Companies Lenovo and Intel deployed in Europe, a high-performance computing system that can claim one of the first lines in the ranking of the world's most powerful supercomputers Top500. The SuperMUC-NG system is designed for the benefit of the Leibniz supercomputer center (LRZ) of the Bavarian Academy of Sciences in Munich, Germany. The project is implemented using more than 6,500 computing nodes Lenovo Think System SD650 next generation, Intel Xeon Platinum processors with Intel Advanced Vector Extensions technology (Intel AVX 512) and Intel Omni-Path architecture.

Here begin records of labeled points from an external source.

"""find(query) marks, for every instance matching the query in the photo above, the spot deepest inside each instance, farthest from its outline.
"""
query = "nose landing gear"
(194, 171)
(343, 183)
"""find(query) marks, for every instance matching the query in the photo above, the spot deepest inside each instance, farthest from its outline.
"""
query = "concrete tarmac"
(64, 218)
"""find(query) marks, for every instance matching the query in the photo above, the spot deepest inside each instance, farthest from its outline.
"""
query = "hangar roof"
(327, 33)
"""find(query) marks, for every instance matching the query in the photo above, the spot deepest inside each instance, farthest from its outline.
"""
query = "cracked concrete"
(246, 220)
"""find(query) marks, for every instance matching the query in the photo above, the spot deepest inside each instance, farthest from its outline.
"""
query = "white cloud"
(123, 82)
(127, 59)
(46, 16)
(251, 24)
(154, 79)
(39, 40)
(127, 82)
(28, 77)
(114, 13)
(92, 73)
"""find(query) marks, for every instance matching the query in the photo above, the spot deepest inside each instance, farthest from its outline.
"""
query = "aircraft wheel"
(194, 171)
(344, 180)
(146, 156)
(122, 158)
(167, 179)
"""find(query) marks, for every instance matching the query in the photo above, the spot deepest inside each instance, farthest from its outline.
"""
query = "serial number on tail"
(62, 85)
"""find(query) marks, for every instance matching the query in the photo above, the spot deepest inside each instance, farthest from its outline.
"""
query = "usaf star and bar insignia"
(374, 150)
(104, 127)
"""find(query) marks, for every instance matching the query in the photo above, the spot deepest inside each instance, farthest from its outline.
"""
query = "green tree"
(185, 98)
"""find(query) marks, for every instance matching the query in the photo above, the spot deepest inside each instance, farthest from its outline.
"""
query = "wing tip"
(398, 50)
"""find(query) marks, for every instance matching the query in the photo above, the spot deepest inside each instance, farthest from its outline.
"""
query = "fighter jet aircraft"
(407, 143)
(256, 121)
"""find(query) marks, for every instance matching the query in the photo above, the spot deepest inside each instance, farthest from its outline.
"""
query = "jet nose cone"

It is expected that the construction of the complex will be completed by the end of 2018. The system will provide processing power of 26.7 petaflops (quadrillion floating point operations per second). For comparison: the leading position in the current ranking of Top500 is the Chinese supercomputer Sunway TaihuLight, whose performance is 93 petaflops. The second line contains the system Tianhe-2 (MilkyWay-2) with a capacity of 33.9 petaflops, and the third - the complex Piz Daint with a capacity of 19.6 petaflops. Thanks to Intel's technical optimization, as well as the use of Lenovo's latest water cooling technology, which releases dedicated heat energy and maintains optimal system temperatures, the SuperMUC-NG supercomputer will reduce maintenance costs.
In combination with the Lenovo Energy Aware Run-Time (EAR) software, which dynamically monitors system infrastructure power while running applications, Lenovo's integrated water cooling technology provides LRZ with 45% more energy savings compared to a similar air cooling system. After commissioning, SuperMUC-NG supercomputer will be used in research on a whole range of scientific disciplines - astrophysics, hydrodynamics, biology, medicine and other.
Original article: Lenovo and Intel will build one of the most powerful supercomputers in Europe.